Наконец Тонку уволили - он уже почти начал тревожиться оттого, что это новое несчастье не приходило так долго. Директор магазина был низеньким уродливым человечком, но в их отчаянном положении он представлялся им прямо какой-то сверхъестественной силой. Они уже задолго до этого прикидывали: наверное, он все понял, но он просто порядочный человек, который не станет подталкивать и без того несчастного к пропасти; потом решили: он ничего не замечает, слава Богу, он еще вообще ничего не заметил! Но однажды утром он вызвал Тонку в контору и прямо спросил, в чем дело. Она не смогла ответить, только слезы выступили на глазах. Но этого благоразумного человека ничуть не растрогало, что она не могла говорить; он выписал ей месячное жалованье и уволил тут же, на месте. И еще страшно разозлился, кричал, что не сможет теперь быстро найти замену, что Тонка не имела права обманывать его и скрывать свое положение, когда нанималась на работу, - даже секретаршу не попросил выйти, когда ей все это говорил. Тонка после этого почувствовала себя совсем уж падшей и дурной женщиной, а он в душе не мог не восхищаться этим ничтожным мелким торгашом, который, не колеблясь ни секунды, принес Тонку в жертву своим деловым интересам, и вместе с ней ее слезы, ее ребенка и один Бог знает какие открытия, какие души и какую человеческую судьбу, ничего этого он не знал и не хотел знать.

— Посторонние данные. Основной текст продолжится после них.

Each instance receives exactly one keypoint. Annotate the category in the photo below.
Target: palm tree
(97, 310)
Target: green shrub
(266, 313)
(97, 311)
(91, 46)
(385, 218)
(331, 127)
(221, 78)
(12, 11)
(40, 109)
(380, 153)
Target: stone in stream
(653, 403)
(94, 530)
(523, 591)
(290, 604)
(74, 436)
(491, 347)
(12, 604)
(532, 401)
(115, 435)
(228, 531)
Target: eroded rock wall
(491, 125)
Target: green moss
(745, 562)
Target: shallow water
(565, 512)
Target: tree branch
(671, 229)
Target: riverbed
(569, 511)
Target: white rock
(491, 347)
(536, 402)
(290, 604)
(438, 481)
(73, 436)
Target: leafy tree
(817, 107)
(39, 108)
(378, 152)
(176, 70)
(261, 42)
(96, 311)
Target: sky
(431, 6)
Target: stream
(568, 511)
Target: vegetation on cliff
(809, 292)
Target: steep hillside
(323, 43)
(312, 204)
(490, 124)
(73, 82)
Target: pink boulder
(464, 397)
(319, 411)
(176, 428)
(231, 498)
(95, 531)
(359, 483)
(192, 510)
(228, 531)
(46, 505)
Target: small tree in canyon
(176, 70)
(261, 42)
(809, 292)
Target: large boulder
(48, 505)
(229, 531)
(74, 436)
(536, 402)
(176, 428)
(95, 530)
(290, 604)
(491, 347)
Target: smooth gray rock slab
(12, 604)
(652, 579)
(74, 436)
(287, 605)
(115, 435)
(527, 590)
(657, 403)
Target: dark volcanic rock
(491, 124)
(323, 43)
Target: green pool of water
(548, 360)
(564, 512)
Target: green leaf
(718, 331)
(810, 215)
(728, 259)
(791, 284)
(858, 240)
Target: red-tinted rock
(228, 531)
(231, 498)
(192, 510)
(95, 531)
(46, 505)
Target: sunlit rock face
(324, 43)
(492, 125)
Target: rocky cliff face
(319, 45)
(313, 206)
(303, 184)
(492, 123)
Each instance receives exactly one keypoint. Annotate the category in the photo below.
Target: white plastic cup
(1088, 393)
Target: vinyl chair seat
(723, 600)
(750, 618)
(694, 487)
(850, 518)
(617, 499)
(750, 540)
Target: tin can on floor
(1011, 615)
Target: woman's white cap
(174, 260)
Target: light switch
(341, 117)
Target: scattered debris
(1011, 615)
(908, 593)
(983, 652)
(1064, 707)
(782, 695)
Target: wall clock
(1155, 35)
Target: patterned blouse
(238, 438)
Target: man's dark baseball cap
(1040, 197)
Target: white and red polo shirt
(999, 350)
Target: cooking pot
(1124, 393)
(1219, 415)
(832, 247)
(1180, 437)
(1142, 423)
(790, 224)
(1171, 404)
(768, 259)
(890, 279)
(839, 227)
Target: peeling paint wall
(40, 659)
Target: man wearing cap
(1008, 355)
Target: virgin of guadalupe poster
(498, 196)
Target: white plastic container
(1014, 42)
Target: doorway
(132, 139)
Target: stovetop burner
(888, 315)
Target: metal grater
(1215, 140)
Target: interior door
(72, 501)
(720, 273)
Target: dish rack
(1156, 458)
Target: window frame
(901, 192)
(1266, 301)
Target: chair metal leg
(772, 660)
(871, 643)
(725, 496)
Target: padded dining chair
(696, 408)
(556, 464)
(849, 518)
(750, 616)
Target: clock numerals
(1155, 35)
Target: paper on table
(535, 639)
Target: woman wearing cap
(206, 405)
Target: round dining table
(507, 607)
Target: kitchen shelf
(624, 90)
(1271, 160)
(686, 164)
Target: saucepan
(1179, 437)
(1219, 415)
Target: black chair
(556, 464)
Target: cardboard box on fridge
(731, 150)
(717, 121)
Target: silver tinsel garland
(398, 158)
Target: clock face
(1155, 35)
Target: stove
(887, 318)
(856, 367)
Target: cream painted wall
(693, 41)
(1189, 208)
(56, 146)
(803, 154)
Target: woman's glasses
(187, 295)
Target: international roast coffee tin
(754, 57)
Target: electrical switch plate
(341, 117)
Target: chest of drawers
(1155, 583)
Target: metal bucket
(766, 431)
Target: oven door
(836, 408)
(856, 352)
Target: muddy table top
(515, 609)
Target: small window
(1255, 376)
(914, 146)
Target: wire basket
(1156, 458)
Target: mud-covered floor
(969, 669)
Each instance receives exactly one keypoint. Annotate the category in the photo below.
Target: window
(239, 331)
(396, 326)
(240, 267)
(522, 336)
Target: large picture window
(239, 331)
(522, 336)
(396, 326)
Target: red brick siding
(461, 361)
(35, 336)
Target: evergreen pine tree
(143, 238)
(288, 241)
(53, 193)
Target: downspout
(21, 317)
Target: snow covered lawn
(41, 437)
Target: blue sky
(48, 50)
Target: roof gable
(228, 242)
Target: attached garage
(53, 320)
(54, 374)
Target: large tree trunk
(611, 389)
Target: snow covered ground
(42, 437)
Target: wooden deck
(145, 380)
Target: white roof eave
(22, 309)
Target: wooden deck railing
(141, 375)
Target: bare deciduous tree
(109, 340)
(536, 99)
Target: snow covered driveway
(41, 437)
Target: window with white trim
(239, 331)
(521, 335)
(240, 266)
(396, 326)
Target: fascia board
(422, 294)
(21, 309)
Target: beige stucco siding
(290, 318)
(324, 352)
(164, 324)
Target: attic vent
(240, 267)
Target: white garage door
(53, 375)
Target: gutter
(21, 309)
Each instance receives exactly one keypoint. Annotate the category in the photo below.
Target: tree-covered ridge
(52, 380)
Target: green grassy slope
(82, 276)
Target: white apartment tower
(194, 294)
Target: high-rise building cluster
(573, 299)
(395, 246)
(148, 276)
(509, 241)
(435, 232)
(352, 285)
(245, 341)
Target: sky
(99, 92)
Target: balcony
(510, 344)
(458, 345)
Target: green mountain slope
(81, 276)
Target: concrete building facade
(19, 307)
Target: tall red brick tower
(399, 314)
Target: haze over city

Теперь они стали обедать в маленькой столовой, где среди грубости и грязи за несколько пфеннигов получали еду, которая не лезла ему в горло. Он заходил за Тонкой ежедневно в обеденный час, свято выполняя свой долг. Странное впечатление производил он там среди подмастерьев и рассыльных в своем элегантном еще костюме, молчаливый, неотлучный и верный рыцарь беременной спутницы. Он ловил на себе насмешливые взгляды, иногда одобрительные, но они жгли его еще больше. Он ходил как лунатик среди людского щебня большого города, с неотвязной мыслью о своем изобретении и с уверенностью в Тонкиной измене. Никогда прежде он так остро не ощущал железную круговую поруку внешнего мира; где бы он ни шел, всюду за ним как будто гналась по пятам собачья хриплая свора, - жадность у каждого своя, но все вместе - свора, и только ему одному некого было попросить о поддержке или хоть просто пожаловаться на свою судьбу; у него никогда не было времени для друзей, да и особого желания дружить с кем-нибудь - тоже: он весь был поглощен своими идеями, а такой груз может оказаться смертельным, пока люди не сообразят, что они могут извлечь из него выгоду. Он даже не мог представить себе, в каком направлении искать помощь: он был всем чужой. А Тонка? Кем была ему она? Дух от духа его? Нет, по роковому стечению судеб и она была чужим существом со своею тайною тайной, существом, просто прибившимся к нему!